Admission into higher institutions of learning is often based on merit, but for Ghana’s nursing aspirants this seems not to be the case.
Mounting pressure on principals of Nurses’ Training Colleges to admit unqualified students coming through what is known in our local parlance as ‘protocol admission list’ is not only denying otherwise qualified students the chance to get nursing education, but is also affecting the quality of students admitted into the nursing training institutions.
Some heads of nursing training colleges say the situation has gotten intolerable. The principals were speaking in an interview with The Finder newspaper in Kumasi where they met this year to select applicants into their institutions.
The practice has a long history and the pressure is especially strong from high-level political office holders, but the principals say the trend has now reached absurd levels.
“As for the pressure, it is not a joke,” said Mr. James Yambor, the chairman of Heads of the Conference of the Heads of Health Training Institutions (COHHETI), “Sometimes the protocol list alone is longer than the total number of students you have to admit.”
Mr. Yambor, who is also the principal of the Bawku Presbyterian Nurses’ Training College, said the pressure comes from politicians, chiefs and opinion leaders. He said the situation has affected the quality of students in the training institutions.

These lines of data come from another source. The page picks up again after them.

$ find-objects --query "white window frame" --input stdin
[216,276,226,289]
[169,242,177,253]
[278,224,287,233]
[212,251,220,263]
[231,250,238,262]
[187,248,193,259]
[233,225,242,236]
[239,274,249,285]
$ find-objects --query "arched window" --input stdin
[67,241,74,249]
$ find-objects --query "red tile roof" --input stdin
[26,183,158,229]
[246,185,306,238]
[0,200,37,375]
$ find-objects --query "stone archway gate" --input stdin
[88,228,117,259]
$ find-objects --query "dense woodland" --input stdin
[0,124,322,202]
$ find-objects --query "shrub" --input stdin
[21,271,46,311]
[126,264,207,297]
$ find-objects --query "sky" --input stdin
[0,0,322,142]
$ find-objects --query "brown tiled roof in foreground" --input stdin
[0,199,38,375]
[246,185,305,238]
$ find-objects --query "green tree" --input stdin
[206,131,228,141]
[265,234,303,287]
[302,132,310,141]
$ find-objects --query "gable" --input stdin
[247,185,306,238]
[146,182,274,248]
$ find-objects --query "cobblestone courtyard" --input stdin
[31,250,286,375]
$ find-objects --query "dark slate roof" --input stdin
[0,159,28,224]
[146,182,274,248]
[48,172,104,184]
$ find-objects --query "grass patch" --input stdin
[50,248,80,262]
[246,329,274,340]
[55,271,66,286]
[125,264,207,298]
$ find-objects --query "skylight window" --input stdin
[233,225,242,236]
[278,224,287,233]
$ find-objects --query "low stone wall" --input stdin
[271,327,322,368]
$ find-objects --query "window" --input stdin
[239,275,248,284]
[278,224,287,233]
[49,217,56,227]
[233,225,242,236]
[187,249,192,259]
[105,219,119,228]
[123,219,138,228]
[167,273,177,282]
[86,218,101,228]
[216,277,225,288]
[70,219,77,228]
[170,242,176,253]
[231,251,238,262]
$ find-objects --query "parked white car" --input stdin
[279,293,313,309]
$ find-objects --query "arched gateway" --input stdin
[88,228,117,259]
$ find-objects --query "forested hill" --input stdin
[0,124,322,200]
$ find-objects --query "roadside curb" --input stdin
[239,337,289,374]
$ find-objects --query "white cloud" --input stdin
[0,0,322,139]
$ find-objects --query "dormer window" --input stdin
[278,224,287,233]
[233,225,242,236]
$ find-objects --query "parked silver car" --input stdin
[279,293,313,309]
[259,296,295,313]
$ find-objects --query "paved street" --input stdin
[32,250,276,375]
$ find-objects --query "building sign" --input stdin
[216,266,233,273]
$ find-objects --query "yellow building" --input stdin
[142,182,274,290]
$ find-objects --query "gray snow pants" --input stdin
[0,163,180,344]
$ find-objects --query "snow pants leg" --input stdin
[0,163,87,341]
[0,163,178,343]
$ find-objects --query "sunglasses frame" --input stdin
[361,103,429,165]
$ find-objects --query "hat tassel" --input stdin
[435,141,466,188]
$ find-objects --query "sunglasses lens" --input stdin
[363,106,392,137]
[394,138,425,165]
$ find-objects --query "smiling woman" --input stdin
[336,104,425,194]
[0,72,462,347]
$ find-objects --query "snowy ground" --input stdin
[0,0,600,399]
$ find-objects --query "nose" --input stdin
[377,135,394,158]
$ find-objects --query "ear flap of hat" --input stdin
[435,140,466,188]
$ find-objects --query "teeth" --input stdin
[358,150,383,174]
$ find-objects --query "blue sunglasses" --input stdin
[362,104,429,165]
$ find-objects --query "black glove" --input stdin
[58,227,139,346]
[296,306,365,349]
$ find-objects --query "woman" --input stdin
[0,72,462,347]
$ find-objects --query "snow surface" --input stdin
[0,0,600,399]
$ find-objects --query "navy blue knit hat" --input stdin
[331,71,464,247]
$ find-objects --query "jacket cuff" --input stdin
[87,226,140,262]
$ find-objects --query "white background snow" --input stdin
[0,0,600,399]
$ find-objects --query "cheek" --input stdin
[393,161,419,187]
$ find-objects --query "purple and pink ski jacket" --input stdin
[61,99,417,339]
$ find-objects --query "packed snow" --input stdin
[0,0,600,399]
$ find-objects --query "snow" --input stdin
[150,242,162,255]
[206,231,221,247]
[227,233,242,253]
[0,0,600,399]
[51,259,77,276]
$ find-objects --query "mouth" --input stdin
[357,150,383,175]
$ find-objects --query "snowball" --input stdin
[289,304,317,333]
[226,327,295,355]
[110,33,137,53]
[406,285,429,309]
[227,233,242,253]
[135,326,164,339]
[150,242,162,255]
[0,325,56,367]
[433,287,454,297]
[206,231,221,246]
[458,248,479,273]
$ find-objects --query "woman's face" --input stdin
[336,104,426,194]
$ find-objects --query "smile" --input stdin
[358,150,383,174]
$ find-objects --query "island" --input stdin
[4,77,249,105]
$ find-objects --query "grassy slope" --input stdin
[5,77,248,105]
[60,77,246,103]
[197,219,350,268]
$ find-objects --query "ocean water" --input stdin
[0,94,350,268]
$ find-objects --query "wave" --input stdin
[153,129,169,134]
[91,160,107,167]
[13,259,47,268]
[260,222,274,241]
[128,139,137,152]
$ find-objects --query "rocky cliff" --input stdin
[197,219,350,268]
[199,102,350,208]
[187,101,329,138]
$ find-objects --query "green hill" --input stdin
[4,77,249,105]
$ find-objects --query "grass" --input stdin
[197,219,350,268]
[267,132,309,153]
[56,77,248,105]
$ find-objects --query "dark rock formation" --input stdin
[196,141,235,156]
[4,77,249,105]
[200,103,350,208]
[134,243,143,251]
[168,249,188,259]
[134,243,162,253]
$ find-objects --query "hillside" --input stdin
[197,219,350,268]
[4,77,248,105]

“When they come in through protocol they also want to pass through protocol,” he noted. “The pressure is everywhere. It is in all the schools,” admitted Mrs. Doreen Osae-Ayensu, the principal of the Koforidua Nurses’ and Midwifery Training School. “We all receive protocol lists from all corners.”
According to the principals, some of the names brought forward for admission do not meet the qualification set out by the Nurses and Midwifery Council (NMC).
“When you’re not able to admit all of them it is the principal that gets into trouble,” Mr. Yambor added.